The incidence rate can now be computed as 2 / (2 + 5.5 + 13 + .. . 10.5 + 13) = 2/101 = 0.0198 per person-week or 1.98 per 100 person weeks. 2 persons out of every 100 falling ill in the short interval of one week is a high rate.
Ostensibly, in 52 weeks (a year) 104 persons (2 x 52), out of a total of 100 would fall ill, a plainly absurd result! In fact, a correct calculation, which involves more than simple arithmetic, would show that if this rate had continued for the whole year (which by good fortune does not usually happen with seasonal influenza), only 3 or perhaps 4 of the 10 persons in our mini-population would have escaped it.
Disease causes and exposures
We use the word `cause’ frequently in everyday parlance. The concept seems intuitively simple, yet it proves logically problematic and has been subject to continuous debate ever since Greek philosophers, in particular Aristotle, started to define it in the 5th century BC. Causes of disease do not escape this difficulty. When a few hours after a club dinner several members fall sick with gastroenteritis, what is the cause? The dinner, without which the intestinal trouble would have not occurred? The `tiramisu ‘dessert, as only those who ate it fell sick? The bacterium Staphylococcus aureus which, as a subsequent laboratory investigation showed, had found its way into the `tiramisu’ through a lapse in hygiene in the kitchen? The toxin produced by the bacterium that attacks the cells of the intestinal lining? The biologically active part of the toxin molecule that binds to some molecules of the cell membrane?
It could be tempting to take the latter as the ultimate, hence `real’, cause, but our understanding of the world would fast dissolve if only relationships between molecules could qualify as causal. For instance, it would be impossible to describe and analyse the circulation of the blood in terms of individual molecules. It is only when molecules join to form higher-order, complex structures such as blood cells, arteries, veins, the heart muscle, that new properties emerge permitting explanation of the working of the circulatory system. In fact, in our club dinner example each factor, from the dinner itself
to the active part of the molecule, can be regarded legitimately, at a different level of observation and detail, as a cause. Without any one of them there would have been no gastroenteritis. In general, we can consider as a cause a factor without which an effect, adverse such as disease or favourable like the protection against it, would not have happened.

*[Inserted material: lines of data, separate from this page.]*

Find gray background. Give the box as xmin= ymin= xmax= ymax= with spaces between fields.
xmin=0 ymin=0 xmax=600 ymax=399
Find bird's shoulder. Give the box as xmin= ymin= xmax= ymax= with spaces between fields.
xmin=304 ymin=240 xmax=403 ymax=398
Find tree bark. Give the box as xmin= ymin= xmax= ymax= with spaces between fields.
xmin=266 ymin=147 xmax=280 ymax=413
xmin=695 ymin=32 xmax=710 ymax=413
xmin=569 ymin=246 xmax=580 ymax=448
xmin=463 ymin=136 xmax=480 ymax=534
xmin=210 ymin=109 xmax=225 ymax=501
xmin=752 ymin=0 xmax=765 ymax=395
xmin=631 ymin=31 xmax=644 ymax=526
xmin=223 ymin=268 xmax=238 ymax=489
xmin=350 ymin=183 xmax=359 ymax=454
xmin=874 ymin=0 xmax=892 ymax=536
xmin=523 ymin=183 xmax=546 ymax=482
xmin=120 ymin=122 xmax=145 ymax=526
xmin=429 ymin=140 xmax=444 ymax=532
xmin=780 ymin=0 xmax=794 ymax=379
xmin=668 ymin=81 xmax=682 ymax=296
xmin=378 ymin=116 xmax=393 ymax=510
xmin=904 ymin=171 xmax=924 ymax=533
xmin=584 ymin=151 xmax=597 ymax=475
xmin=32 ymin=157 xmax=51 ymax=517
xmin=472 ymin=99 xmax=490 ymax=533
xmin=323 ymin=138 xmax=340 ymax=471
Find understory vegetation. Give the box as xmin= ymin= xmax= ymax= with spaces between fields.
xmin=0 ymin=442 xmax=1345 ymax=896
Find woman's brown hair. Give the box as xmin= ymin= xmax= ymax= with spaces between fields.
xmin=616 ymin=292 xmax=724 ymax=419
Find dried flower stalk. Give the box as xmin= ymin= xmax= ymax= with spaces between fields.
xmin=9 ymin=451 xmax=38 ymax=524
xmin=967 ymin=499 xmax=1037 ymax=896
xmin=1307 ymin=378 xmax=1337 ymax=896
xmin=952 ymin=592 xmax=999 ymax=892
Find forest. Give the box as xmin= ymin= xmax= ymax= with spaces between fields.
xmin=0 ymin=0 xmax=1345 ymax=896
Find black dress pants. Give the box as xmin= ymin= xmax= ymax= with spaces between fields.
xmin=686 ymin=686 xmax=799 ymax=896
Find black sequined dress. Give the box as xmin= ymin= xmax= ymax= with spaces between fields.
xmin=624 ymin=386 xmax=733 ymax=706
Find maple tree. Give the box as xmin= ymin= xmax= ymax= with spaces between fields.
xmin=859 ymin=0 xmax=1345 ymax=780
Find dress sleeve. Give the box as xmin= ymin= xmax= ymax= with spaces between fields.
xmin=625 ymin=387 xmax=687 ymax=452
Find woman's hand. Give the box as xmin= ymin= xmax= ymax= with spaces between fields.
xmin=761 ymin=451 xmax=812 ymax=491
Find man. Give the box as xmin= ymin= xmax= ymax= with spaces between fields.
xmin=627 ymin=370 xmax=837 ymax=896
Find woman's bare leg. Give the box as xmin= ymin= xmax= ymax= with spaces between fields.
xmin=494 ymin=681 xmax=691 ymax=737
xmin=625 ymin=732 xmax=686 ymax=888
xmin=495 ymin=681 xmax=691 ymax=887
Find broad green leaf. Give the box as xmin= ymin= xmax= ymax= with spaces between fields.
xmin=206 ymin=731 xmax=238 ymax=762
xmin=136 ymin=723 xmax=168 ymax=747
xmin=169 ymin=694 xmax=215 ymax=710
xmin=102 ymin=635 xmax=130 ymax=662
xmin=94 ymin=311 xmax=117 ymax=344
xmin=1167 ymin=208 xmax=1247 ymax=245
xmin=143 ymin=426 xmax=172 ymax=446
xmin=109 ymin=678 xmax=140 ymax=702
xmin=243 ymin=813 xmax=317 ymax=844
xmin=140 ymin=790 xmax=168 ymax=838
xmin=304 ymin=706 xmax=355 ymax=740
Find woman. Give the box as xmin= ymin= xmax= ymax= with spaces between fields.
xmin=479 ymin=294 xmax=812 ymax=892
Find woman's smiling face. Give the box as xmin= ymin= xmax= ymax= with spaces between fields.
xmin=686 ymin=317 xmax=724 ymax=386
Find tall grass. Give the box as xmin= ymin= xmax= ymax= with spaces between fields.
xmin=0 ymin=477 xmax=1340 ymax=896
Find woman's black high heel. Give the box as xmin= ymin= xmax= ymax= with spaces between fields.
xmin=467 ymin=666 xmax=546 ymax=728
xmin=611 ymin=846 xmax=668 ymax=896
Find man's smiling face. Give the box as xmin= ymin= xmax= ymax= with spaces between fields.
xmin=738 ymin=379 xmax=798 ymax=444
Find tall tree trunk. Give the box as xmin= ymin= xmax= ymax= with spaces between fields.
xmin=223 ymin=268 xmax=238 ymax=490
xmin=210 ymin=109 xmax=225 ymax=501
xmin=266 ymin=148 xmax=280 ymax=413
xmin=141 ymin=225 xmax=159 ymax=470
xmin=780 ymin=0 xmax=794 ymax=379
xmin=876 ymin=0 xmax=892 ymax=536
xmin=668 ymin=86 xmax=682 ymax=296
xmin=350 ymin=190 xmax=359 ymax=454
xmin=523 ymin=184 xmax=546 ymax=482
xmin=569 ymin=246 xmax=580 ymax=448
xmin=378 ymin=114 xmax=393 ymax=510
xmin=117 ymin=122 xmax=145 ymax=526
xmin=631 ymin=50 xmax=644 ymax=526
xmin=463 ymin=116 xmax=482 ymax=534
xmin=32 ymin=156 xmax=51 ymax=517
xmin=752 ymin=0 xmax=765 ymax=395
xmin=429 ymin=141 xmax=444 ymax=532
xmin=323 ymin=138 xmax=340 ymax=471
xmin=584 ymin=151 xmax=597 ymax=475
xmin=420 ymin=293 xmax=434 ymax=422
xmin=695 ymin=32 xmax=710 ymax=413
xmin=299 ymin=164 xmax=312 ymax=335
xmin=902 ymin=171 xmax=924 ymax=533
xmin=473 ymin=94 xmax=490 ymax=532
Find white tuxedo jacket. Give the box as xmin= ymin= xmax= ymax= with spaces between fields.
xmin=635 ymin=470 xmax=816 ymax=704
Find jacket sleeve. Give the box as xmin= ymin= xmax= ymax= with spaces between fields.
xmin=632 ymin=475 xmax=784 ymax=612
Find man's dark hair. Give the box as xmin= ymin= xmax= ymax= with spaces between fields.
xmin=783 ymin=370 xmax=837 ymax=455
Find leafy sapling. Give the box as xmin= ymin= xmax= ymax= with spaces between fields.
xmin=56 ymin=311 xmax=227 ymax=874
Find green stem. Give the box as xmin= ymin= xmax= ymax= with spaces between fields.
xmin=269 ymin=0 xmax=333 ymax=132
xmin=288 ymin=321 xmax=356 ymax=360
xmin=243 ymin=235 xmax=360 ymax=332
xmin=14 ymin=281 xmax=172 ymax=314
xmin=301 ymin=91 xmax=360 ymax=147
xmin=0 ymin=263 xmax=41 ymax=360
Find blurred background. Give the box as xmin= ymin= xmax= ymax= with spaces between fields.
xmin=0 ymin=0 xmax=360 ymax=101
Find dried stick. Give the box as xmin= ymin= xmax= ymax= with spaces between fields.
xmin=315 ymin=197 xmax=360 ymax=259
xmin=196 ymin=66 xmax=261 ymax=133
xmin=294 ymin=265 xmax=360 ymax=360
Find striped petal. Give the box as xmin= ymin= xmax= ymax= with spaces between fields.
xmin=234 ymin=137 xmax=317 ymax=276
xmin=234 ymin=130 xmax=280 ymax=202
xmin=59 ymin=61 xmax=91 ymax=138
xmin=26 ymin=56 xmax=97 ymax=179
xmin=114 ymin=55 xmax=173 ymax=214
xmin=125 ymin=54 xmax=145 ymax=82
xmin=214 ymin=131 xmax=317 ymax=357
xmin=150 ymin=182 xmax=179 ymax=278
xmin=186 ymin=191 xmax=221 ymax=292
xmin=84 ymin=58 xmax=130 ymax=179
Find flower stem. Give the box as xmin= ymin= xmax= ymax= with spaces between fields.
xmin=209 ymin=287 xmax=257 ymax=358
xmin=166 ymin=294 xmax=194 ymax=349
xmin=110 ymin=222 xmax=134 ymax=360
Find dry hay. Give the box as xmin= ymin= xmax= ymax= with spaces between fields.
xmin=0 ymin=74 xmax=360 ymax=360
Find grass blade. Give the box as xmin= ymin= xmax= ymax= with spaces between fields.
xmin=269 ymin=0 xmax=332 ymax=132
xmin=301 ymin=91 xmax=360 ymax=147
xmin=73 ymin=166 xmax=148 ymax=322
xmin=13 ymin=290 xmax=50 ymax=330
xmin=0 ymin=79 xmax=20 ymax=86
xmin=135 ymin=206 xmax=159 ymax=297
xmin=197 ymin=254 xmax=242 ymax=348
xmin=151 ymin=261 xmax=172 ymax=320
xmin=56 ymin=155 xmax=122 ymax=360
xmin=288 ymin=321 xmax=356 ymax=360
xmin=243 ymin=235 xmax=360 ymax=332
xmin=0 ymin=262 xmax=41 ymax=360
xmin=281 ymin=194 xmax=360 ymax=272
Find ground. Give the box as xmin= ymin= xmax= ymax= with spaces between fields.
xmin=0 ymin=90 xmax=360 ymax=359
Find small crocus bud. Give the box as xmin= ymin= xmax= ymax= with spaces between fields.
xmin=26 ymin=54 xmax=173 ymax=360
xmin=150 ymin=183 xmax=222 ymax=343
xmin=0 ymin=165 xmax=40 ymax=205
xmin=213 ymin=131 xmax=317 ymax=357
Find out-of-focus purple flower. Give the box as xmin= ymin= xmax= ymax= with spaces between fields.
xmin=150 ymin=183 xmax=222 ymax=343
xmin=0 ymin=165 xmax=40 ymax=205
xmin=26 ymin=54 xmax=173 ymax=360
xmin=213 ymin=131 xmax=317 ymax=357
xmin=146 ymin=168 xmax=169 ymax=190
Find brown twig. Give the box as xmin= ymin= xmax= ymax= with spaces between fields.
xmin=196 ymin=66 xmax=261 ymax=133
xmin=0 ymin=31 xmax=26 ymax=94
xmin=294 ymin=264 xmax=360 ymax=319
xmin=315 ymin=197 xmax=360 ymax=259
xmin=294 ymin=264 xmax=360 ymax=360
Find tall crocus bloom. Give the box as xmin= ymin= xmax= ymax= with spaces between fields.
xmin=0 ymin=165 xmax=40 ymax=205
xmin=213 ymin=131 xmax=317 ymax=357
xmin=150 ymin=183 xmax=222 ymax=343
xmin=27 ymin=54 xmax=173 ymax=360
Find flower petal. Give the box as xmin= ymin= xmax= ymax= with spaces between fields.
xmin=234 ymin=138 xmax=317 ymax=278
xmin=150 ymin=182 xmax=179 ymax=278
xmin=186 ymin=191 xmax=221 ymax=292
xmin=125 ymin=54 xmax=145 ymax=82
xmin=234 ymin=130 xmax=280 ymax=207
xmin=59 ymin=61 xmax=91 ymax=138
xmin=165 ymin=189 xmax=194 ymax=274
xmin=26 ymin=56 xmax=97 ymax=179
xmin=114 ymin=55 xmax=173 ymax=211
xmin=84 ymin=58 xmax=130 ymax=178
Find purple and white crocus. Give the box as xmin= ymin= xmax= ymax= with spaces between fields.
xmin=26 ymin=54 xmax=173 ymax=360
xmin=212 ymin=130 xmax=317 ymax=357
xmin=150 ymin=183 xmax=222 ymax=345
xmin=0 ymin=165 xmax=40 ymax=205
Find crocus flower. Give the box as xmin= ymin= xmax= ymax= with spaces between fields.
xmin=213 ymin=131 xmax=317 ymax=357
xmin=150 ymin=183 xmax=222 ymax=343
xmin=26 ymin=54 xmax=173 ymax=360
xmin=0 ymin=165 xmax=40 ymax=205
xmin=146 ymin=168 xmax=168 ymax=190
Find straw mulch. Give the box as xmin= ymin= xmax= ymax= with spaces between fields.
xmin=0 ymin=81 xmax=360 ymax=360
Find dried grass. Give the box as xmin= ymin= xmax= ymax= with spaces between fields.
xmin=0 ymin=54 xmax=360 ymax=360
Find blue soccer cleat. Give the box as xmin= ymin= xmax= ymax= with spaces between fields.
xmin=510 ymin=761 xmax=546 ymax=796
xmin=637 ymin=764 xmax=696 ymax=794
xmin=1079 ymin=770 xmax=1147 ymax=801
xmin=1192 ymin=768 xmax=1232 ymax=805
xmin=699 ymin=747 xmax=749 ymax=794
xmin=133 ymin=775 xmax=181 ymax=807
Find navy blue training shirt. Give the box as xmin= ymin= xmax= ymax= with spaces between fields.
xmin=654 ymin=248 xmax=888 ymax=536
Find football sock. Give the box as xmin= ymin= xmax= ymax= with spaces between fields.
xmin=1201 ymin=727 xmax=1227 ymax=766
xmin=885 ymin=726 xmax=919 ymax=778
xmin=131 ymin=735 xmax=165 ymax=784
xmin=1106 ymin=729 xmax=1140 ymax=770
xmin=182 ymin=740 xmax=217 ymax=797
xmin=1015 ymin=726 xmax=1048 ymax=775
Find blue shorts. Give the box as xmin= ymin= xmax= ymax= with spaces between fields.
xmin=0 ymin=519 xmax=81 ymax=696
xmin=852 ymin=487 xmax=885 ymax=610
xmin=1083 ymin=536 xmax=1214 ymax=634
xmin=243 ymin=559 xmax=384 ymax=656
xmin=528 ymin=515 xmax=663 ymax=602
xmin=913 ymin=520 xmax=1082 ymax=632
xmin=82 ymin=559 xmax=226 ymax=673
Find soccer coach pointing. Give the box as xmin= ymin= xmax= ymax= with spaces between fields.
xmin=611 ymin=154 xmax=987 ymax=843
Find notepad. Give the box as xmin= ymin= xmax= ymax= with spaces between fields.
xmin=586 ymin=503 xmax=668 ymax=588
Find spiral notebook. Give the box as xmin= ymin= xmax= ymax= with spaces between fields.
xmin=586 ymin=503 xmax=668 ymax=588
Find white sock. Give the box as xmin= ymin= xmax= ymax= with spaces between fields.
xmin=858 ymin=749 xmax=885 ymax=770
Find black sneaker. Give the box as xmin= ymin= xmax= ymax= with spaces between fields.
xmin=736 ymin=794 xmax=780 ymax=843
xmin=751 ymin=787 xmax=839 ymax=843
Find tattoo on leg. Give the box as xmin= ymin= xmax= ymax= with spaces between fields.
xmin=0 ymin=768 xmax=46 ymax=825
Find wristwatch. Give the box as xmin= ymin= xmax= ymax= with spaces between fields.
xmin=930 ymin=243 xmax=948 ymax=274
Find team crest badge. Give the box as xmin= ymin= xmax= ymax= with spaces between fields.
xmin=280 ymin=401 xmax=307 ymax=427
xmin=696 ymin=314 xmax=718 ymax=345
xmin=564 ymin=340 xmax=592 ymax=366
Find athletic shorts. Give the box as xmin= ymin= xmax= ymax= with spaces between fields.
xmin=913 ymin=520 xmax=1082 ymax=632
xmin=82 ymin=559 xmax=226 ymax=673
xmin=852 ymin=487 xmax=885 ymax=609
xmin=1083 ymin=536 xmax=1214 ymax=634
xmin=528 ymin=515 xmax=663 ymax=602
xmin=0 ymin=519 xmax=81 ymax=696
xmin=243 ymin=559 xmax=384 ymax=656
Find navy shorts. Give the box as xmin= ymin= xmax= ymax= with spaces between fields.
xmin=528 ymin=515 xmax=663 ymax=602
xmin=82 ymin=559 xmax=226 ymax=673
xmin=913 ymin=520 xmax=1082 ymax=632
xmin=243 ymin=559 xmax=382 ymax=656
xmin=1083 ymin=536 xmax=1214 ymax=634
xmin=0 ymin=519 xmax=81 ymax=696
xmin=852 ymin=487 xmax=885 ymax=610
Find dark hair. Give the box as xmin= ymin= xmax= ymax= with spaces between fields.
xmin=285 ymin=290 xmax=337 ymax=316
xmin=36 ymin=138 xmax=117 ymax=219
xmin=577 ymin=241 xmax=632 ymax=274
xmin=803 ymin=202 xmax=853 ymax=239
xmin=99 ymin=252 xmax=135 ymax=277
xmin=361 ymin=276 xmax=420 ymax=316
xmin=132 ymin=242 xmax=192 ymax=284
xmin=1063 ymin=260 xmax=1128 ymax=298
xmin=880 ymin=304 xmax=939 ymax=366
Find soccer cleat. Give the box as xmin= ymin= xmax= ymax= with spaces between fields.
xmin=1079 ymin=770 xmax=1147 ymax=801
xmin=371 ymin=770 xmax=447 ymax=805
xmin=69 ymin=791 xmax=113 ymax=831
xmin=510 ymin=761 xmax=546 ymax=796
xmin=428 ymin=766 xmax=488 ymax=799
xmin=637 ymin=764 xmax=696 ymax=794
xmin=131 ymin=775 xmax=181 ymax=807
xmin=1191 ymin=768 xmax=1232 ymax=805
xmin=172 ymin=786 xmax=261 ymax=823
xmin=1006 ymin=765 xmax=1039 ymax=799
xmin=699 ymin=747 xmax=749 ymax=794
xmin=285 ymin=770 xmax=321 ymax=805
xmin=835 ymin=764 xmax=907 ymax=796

Most of the epidemiologist’s investigative work consists in trying to identify the `factors without which’ a disease would or would not arise. In terms of the actual disease measurements, this means to identify factors of any nature – social, biological, chemical, physical – whose presence can be shown to be constantly associated with an increase or a decrease in a disease incidence rate or risk. There are scores of candidates for this role, from stress at work to inherited genes, from fatty foods to physical exercise, from drugs to air pollutants. They can all be designated with the generic label of factor or (in epidemiological jargon) exposure, neutral enough not to prejudice whether the candidate will in the end come out as a cause of disease or not.